I feel like my Dad just punched me in the gut with his words.
He turns back to the window, and his reflection looks cold in the glass. “My lucky stars, you know how I wished your mother had given me a son. Someone with real ambition, real strength. Instead, I got a daughter with emotions and weakness."
The words continue to hit me like physical blows. I'm speechless, shocked that this is really my father speaking.
He faces me again, his grey eyes as hard as steel. "You will not embarrass me further than this.. You've already disappointed me by being born female... You will not compound that failure. You will marry Chase Pemberton, and you will be the wife he needs you to be. End of discussion."
I feel like my whole body gets ice water in my veins as the reality of my father crashes over me like a tidal wave.
I've always known my father was business-minded, that he approached life with the calculating precision of a Wall Street titan. But I never understood... never wanted to understand... that he would apply that same cold logic to his own daughter's happiness.
He doesn't care whether Chase is a moral person. He doesn't care about my well-being, my safety, or even my basic dignity.
All he cares about is profit, about the potential financial gains from merging our family with Chase's empire.

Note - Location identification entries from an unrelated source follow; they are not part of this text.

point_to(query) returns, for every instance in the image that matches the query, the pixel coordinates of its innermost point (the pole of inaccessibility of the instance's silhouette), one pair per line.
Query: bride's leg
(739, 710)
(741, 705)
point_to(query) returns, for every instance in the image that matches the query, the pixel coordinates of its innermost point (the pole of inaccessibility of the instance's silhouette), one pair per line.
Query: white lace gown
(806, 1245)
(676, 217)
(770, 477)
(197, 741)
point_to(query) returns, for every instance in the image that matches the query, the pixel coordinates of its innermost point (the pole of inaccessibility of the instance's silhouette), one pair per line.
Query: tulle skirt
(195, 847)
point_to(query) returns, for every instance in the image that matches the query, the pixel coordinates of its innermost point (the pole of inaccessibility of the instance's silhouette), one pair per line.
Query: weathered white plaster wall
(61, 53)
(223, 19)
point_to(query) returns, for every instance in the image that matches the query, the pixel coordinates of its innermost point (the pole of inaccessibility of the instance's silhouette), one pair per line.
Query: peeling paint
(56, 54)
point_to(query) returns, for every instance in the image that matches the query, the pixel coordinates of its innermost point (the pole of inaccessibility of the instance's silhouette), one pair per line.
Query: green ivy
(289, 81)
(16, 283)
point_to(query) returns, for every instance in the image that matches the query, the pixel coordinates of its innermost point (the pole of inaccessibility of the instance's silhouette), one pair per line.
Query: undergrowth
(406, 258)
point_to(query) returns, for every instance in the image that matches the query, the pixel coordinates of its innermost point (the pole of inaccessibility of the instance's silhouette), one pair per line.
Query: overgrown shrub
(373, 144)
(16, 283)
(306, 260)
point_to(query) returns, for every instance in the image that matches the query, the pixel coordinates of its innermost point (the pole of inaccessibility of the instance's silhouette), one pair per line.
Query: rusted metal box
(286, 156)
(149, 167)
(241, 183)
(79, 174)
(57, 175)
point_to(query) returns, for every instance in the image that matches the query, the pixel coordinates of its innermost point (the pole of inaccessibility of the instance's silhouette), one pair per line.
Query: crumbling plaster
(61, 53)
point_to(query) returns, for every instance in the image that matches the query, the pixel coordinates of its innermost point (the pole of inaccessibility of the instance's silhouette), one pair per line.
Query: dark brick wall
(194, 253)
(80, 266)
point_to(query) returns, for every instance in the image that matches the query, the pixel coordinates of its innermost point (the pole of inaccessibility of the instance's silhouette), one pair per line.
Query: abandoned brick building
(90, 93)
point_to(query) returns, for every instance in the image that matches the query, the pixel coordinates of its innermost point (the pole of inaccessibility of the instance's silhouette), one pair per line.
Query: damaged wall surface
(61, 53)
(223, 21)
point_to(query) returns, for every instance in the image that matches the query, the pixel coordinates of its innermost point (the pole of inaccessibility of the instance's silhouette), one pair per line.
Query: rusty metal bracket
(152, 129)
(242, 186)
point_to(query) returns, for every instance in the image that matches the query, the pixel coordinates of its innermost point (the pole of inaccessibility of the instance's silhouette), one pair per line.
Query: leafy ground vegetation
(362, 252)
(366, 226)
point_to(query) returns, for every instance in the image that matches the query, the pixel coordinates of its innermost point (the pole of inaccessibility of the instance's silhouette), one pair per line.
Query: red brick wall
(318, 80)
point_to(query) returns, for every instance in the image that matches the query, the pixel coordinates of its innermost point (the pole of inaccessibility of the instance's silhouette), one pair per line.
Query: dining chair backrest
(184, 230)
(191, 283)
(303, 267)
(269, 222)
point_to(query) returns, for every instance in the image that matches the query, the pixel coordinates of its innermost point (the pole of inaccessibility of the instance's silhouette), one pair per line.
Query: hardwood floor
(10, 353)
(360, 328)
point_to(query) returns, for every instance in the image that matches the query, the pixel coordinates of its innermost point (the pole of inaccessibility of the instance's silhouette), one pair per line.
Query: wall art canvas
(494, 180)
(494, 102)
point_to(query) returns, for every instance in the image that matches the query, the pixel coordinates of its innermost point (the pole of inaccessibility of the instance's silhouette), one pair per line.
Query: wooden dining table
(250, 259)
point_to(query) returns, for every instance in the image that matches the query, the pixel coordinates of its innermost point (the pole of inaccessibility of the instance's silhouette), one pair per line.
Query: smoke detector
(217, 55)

And worse... he always wanted a son... and I was born wrong!
This is my father. The man who raised me, who I've spent my entire life trying to please, who I thought would always protect and love me.
The realization is devastating, yet also illuminating something in me in the most horrible way.
This is the man my mother has been enduring for twenty-five years... in his cold calculation, the reduction of human relationships to their monetary value, the complete inability to prioritize love and happiness over financial gain.
I think about all the times Mom tried to have deeper conversations with him, only to watch him change the subject to work. All the family vacations that were really business trips in disguise. At all the dinner parties where she played the perfect hostess while he networked and made deals.
I always thought she was just supporting his career, but now I see she was disappearing into it, losing herself piece by piece, just like I almost did with Chase.
No wonder I spent three years disappearing into Chase's life. No wonder I thought that was what love looked like. I learned it from watching my parents, from seeing my mother smile and nod while my father reduced her to an accessory in his grand financial plans.
Until now, I thought Chase was the only toxic man in my life.
But my father is no different. And I failed to see it because I was too busy seeking his approval to notice how transactional his affection really is.
"If you disobey me again, you'll discover just how unpleasant the consequences can be." His threat hangs in the air like smoke before he strides out of my penthouse. “Your weakness can only be balanced out by Chase Pemberton, and you will not fail me.”
I spend the entire day in bed, sleeping, hoping that when I wake up, this will all feel like a nightmare. But reality remains unchanged.
No matter how hard I try, I can't accept that my own father sees me as nothing more than a weakling. That he doesn't believe I'm capable of anything beyond marriage.
That to him, I'm not a daughter... but a big mistake that he never wanted.